50 million user accounts hacked in Facebook data breach

Facebook reported on September 28 that hackers had exploited a technical flaw in the social media platform and obtained the user information of about 50 million accounts. In this largest ever breach since the company was founded 14 years ago, the hackers found a security hole in the “View As” feature—that allows users to see what their profile looks like from other Facebook accounts—to gain access to login details.

Among the hacked accounts were those of Facebook founder and CEO Mark Zuckerberg and Facebook COO Sheryl Sandberg. In a Security Update blog post on Facebook’s Newsroom page, VP of Product Development Guy Rosen wrote that the hackers had used the “View As” feature to “steal Facebook access tokens which they could then use to take over people’s accounts. Access tokens are the equivalent of digital keys that keep people logged in to Facebook so they don’t need to re-enter their password every time they use the app.”

Rosen further explained that the vulnerability had been fixed, that law enforcement had been notified of the breach and that a thorough security review was being conducted to determine if the compromised accounts had been accessed or misused. The access tokens of both the affected 50 million accounts as well as another 40 million accounts that have been subject to the “View As” look-up in the last year have been reset, Rosen said.

One of the more troubling aspects of the hack is that access to Facebook account details can also enable access to many other user accounts. For example, there are hundreds of apps—among the most popular are Spotify and Instagram—that allow people to use Facebook credentials as a third-party login to their other accounts.

As in the report last spring of the harvesting of personal Facebook data by Cambridge Analytica, the Facebook “View As” hack is being seized upon as further evidence of Russian meddling and to demand government intervention and control of social media. Some news outlets immediately began raising the likelihood of “rogue state” involvement in the breach without presenting any evidence backing it up.

Virginia Democratic Senator Mark Warner released a statement on the same day that Facebook made the announcement that said, “This is another sobering indicator that Congress needs to step up and take action to protect the privacy and security of social media users.” Additionally, the Irish Data Protection Commission opened a formal investigation into the data breach under the terms of the European Union’s General Data Protection Regulation (GDPR) that could result in a fine of up to $1.63 billion.

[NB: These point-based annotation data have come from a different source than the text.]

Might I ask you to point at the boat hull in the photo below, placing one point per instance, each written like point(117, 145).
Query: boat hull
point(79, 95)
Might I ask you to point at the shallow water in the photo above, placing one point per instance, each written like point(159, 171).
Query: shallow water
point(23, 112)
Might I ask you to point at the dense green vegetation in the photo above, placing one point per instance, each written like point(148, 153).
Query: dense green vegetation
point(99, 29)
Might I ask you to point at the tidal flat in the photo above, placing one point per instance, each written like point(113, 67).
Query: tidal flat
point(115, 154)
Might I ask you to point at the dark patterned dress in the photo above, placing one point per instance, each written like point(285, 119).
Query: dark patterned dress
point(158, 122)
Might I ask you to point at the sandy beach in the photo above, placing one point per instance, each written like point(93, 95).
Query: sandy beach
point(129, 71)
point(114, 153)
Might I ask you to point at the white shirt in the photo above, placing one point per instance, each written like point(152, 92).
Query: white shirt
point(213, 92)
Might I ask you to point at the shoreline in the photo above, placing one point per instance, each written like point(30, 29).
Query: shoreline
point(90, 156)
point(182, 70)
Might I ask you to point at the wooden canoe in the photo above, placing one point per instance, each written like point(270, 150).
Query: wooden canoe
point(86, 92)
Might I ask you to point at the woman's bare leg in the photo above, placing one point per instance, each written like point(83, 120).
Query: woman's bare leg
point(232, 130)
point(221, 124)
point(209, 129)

During a conference call, Facebook executives reported that company engineers noticed a problem on September 16 when an unusual “spike in traffic” appeared on their systems. It was not known initially if this spike was evidence of malicious activity. According to the executives, it took another nine days before the engineers uncovered the massive security breach.

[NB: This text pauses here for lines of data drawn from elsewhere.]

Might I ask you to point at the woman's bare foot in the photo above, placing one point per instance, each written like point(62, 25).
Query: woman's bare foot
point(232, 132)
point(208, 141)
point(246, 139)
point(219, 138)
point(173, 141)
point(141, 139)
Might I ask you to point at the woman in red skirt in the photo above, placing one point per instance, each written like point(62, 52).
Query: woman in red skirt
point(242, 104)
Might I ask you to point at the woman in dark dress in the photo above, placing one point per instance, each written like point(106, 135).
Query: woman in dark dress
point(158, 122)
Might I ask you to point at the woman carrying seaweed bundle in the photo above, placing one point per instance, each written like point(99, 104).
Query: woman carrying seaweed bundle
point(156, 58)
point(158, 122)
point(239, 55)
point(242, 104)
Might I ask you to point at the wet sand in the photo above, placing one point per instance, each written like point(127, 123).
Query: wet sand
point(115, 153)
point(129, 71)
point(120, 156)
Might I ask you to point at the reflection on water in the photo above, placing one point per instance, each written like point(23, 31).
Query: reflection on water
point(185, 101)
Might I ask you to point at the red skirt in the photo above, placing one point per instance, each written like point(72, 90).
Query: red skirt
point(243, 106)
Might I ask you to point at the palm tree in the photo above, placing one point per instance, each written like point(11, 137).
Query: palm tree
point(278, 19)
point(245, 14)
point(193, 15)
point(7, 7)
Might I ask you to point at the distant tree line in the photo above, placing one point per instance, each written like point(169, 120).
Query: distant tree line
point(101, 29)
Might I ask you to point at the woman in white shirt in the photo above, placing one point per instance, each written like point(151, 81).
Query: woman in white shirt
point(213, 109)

Security experts familiar with the complex technical issues involved in the Facebook hack have said that it may be impossible to trace the source of the attack or “connect the dots” in order to identify the hackers.

Over the past year and a half, Facebook has increasingly cooperated with the US government and state intelligence agencies in promoting the unsubstantiated claims of anti-Russian meddling during the 2016 elections and the need to promote “trusted sources” in opposition to “fake news.” More recently, Facebook worked with the Digital Forensic Lab of the Atlantic Council to shut down pages, posts and accounts connected with a purported, but still unproven, Iranian influence campaign.

These efforts are part of a broader drive to censor left-wing speech across all social media platforms, gather intelligence on political activists and create a framework for disabling accounts and publishing activity deemed “divisive” or “inauthentic.” The technology monopolies and the state fear that the social media platforms will be used increasingly as tools for coordinating and organizing the growing social and political struggle of the working class and young people. The recent data breach—regardless of who is responsible for it—plays directly into these strategic aims of the ruling elite and strengthens the instruments of censorship and state repression.